Egli sostiene che esistono tre diverse versioni di democrazia: del governo del popolo, come è accaduto in America; di un'attitudine culturale generalmente considerata connessa alla democrazia, quindi causa del dominio della mediocrità; di una forma di alienazione politica e di conseguenza della tirannia.
La democrazia statunitense è considerata la massima espressione di democrazia liberale: è caratterizzata dalla totale assenza di frattura tra interesse e dovere. Pur essendo una democrazia rappresentativa, tutto il popolo detiene il potere politico, perché l'elettore controlla il rappresentante grazie alla brevità del mandato di quest'ultimo. Sono tuttavia presenti degli organi costituzionali che impediscono il prevalere delle assemblee; inoltre, il presidente ha la facoltà di porre il veto sospensivo sulle leggi. I giudici costituiscono un corpo omogeneo, una sorta di aristocrazia. Particolarmente importante nello stato democratico è il criterio del precedente come fattore di ordine e stabilità: ogni provvedimento deve essere coerente con la costituzione del paese.
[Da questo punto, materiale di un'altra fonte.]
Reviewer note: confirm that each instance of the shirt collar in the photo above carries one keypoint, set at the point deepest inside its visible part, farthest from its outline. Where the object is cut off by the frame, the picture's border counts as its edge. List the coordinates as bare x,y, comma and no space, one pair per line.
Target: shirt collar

Secondo Tocqueville la stessa società democratica presenta però dei punti d'ombra. Rileviamo questo pensando alla mediocrità e all'appiattimento dell'individuo, prodotti da un governo democratico, che portano all'instaurarsi di un 'larvato dispotismo'. Questa non è solo un'ipotesi: Toqueville riscontra un vero e proprio andamento dialettico per cui la realtà democratica si rovescia nel suo contrario.
Quanto al pericolo del dispotismo, è dovuto allo sviluppo del fenomeno della massificazione, ossia della formazione di individui uniformi e istupiditi, prede inconsapevoli di un immenso potere che li sovrasta; si presenta quindi sotto i nostri occhi la figura di un governo benefico e pastore di una mite mandria.
Tocqueville dunque vede questo dispotismo democratico innanzitutto come tirannia di una maggioranza su una minoranza. Ci si chiede allora chi sia a detenere l'effettivo potere.
La spiegazione è di ordine economico: lo sviluppo dell'industria, dice Tocqueville, soprattutto in Europa rafforza lo Stato e questo stesso tende a farsi industriale attraverso la costruzione di opere pubbliche e a divenire il primo tra questi assumendo così la vera fonte del potere politico ed economico. Sovranità popolare e pubbliche libertà restano in vigore ma, di fatto, svuotate del loro potere.
Tale società industriale compromette l'egualitarismo: attraverso la divisione del lavoro genera il progressivo abbassamento della classe operaia e l'elevazione di quella padronale.
Nel testo "Democrazia in America" Tocqueville inserisce anche un giudizio sulla democrazia francese, e più in generale sulla situazione europea, uscita dalla rivoluzione. Sostiene che un paese dove è presente una figura monarchica che abitua gli uomini ad un potere accentrato, in particolare in campo amministrativo, ha buone possibilità di cadere nel dispotismo. L'accentramento amministrativo è quindi individuato da Tocqueville come uno degli errori che hanno portato la rivoluzione francese al periodo giacobino ed a quello napoleonico.
Da qui l'origine di teorie socialiste frutto del mal governo democratico europeo. Il socialismo ha un duplice volto, quello egualitario e quello centralistico: si tratta in sostanza della democrazia che giunge alle estreme conseguenze.